I was just presenting my view that
With multiple re-reads nand-test may fail randomly on some devices
due of accumulation of bitflips because of read-disturb errors.
However, this may not be the case on actual file-system like UBIFS
where upper layer performs scrubbing to avoid bit-flip accumulation.

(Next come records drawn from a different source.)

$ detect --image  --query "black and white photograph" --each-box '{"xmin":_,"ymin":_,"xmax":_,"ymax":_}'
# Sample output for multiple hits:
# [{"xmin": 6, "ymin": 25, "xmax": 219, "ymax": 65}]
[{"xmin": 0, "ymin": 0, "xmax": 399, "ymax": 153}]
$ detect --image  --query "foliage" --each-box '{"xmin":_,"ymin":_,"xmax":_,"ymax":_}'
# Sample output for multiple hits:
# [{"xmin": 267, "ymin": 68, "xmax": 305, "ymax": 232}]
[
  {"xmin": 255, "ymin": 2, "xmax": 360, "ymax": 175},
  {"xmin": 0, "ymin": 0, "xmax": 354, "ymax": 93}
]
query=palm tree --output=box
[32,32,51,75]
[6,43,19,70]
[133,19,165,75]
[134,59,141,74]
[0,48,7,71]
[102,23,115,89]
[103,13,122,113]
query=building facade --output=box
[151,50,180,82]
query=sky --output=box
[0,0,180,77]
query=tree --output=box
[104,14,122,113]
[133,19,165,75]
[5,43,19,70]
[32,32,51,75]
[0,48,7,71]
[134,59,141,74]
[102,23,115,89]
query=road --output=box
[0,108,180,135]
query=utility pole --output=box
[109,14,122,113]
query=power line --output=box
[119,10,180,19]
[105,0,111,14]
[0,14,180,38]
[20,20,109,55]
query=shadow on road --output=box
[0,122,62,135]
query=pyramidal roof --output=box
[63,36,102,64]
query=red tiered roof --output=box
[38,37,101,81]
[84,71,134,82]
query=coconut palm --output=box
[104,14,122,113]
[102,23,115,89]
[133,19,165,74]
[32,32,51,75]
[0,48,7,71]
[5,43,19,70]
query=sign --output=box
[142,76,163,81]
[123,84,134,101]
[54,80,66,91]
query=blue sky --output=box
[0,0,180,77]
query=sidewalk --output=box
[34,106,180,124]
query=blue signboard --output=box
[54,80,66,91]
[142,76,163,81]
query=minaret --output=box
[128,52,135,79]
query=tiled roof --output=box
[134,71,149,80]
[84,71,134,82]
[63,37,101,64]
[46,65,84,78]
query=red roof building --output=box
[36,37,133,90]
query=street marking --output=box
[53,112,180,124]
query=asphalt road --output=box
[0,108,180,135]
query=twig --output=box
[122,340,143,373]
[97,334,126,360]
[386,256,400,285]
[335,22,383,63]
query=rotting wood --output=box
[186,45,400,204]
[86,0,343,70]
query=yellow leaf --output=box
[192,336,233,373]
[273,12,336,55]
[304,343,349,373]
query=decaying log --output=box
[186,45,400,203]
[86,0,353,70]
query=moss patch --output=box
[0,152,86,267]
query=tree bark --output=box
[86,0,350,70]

Otherwise I have no issue with the patch. So if Artem | Brian feel okay,
they can anyways pick the patch.


with regards, pekon
Brian Norris May 30, 2014, 11:49 p.m. UTC | #10
On Mon, May 05, 2014 at 06:12:55PM +0000, Pekon Gupta wrote:
> >From: Ezequiel Garcia [mailto:ezequiel@vanguardiasur.com.ar]
> >All in all, I think it's still a nice improvement on stock nandtest.
> 
> I was just presenting my view that
> With multiple re-reads nand-test may fail randomly on some devices
> due of accumulation of bitflips because of read-disturb errors.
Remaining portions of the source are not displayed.